How banking industry transforms the turnover of documents

Nikita Kalinin - 27th May 2022

Intelligent documents processing (IDP) : How banking industry transforms the turnover of documents


Today banking industry is being shaped at a very fast pace: due to the COVID-19 pandemic, the industry faced a decline, which, however, was still less harming than the financial crisis of 2008 (ROE in 2020 – 6.7% while ROE in 2008 – 4.9%). Another issue is that currently around 51% of banks globally operate with return on equity (ROE) below their cost of equity (COE). So as not to be depended only on factors which are beyond banks’ control (liquidity, support from the government, interest and inflation rates), banks shall step on the path of digitalization and accelerate on hyperautomation, which is a structured approach used by companies to implement automation for every function, where it is applicable. Another reason for moving towards hyperautomation is the increase in the revenue stream driven by originate-to-distribute model (from 45% in 2014 to 55% in 2021).


IDP implications

Intelligent document processing (IDP) is playing a significant role in processes’ automation within banking industry. It shall be outlined that IDP may help a banking corporation from several perspectives: firstly, it helps to reduce costs of processing large number of documents such as mortgage forms, credit applications and other bank documents by removing manual input part of the process. Hence, we can highlight the second advantage which is a significant decrease in time needed for data input of any type of banking documents. It is estimated, that on average the process of data input goes 5 times faster with IDP than if it is handled manually. Additionally, due to vast volumes of data, which is to be uploaded manually, it is not unusual when a bank employee makes a typing mistake. IDP helps to minimize the risk of any kind of inaccuracy errors, that are linked to human-factor based mistakes.

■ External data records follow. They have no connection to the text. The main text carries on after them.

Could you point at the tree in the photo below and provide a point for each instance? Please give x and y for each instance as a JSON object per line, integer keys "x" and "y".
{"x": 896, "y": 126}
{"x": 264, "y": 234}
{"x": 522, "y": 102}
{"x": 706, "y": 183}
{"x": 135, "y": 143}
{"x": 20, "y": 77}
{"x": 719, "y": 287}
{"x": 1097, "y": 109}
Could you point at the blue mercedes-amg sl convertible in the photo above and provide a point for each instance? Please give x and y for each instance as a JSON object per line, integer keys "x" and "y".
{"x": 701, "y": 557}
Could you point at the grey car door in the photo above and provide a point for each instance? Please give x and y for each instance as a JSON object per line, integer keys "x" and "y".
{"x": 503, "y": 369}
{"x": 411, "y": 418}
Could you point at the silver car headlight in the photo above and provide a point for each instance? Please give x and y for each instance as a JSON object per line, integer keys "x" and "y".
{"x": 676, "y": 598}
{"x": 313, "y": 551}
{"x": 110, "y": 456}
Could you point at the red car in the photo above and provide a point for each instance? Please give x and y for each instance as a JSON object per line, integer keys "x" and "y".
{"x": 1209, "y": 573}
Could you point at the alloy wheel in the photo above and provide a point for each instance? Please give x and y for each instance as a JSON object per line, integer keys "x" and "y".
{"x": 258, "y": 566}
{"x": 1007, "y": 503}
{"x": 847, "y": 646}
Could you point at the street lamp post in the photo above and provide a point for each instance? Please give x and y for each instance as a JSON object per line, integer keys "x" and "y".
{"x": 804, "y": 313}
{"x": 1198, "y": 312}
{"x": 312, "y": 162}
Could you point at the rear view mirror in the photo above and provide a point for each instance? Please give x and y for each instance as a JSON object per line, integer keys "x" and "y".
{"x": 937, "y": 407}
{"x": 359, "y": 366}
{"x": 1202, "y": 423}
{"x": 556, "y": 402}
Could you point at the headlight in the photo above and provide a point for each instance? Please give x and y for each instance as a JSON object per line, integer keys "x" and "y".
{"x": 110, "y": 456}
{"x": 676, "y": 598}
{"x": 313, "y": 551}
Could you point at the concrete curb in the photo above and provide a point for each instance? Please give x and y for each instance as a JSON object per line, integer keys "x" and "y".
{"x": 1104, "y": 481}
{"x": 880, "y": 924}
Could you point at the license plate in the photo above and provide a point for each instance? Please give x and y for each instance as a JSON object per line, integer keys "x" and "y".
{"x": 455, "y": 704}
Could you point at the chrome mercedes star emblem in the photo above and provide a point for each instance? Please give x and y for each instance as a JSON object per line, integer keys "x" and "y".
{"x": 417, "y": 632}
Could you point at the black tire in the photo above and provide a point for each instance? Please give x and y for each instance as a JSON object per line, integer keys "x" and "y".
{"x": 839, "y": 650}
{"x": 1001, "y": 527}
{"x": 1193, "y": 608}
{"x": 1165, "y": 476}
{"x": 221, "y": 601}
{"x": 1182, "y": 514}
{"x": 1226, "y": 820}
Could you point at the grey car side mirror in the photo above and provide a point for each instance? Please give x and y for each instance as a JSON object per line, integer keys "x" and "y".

Using our easy to use annotation and dataset creation platform users can annotate their document data easily and accurately.


Assessing IDP impact

It is not easy to accurately estimate the impact of IDP adoption within banking industry because it has been only a few years that a list of banks launched implementation processes of IDP solutions. There are enough use cases, however, to acknowledge a general positive impact of IDP on banks’ operations. Thus, the majority of observed banking/mortgage companies state the IDP’s ability to extract data with high accuracy as a major reason to implement this solution. Smart Layers has a capacity not only to extract data from different types of documents, but also provides high level of accuracy (e.g. 98%). The platform can also assess the IDP impact on invoicing: on average, around 25% of invoices include errors of different kind. Smart Layers provides a “pre-trained model” fully dedicated to invoices. Another case, where IDP could be used, is a credit/mortgage document processing. In case if a document from the required package is not compliant with the stated standards, Smart Layers’ classification models would be able to identify the inaccuracy and request an applicant to submit a proper version of the document, outlining a problem with the initial one.